Thursday, October 11, 2012

What to do?


My husband has been insisting for a long time that when the little one starts school that I will not say ‘yes’ to anything new for a year. He does not want me to overcommit (which admittedly is quite likely). He wants me to stop and think about this next stage. As I look at things, the last stage went for 10 years, this one will go for 8 (with all 3 at school). That’s a good chunk of time to think about.

So that’s what this term is for – thinking through the next stage.

I’ll let you know my thoughts as time progresses.

5 comments:

Jean said...

Good advice from your husband. My own life filled up far too quickly (mostly unavoidable and unexpected new responsibilities, but some optional and a little foolish!) and the first two terms of this year were hard. It's a great idea to take time. Enjoy this stage, and I pray you can make wise decisions for the next. Love Jean.

Erin said...

I probably needed to do this. I feel as if I just jumped into the next stage feet first, doing some things which I really hadn't planned to - and had even planned not to.

With moving this year it's given me the opportunity to have another shot at it. So I've not committed to anything at church this year except Sunday School (long story).

I've been doing a lot of thinking about what the role of a ministers wife can be. What unique opportunities exist, and how can I make the most of those? I am cautious about taking up some paid work just because I'm more available. The same goes for starting a course. There are many things I could do... I just want to work out what is the best thing I can be doing. I know there's probably no real answer to this... but I still want to make sure I'm not just being reactive.
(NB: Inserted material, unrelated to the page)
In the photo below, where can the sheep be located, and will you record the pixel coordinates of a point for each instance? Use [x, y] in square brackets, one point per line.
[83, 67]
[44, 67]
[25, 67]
I'd be interested to hear some of your thinking on all this.

Katrina said...

Looking forward to seeing what you decide!

K

Sarah said...

I think that's great advice for anyone who is undergoing significant life change whether it be having kids, kids going to school, moving to another place, or retiring. My husband gives me the same advice. I think I might be slowly learning to take it. I've realised it's best to commit to a smaller number of things and do those things well. All the best with what you decide.

Wendy said...

Seems like many of use have the same decisions to make/keep thinking through. Erin - I agree, I feel there are lots of unique opportunities - in fact I suspect much of life will be deciding which 'good' things I say no to, so that I have time for other 'good' things. An ongoing process, which Sarah, I think you are right - we should think about at every major change - and probably a few times in between!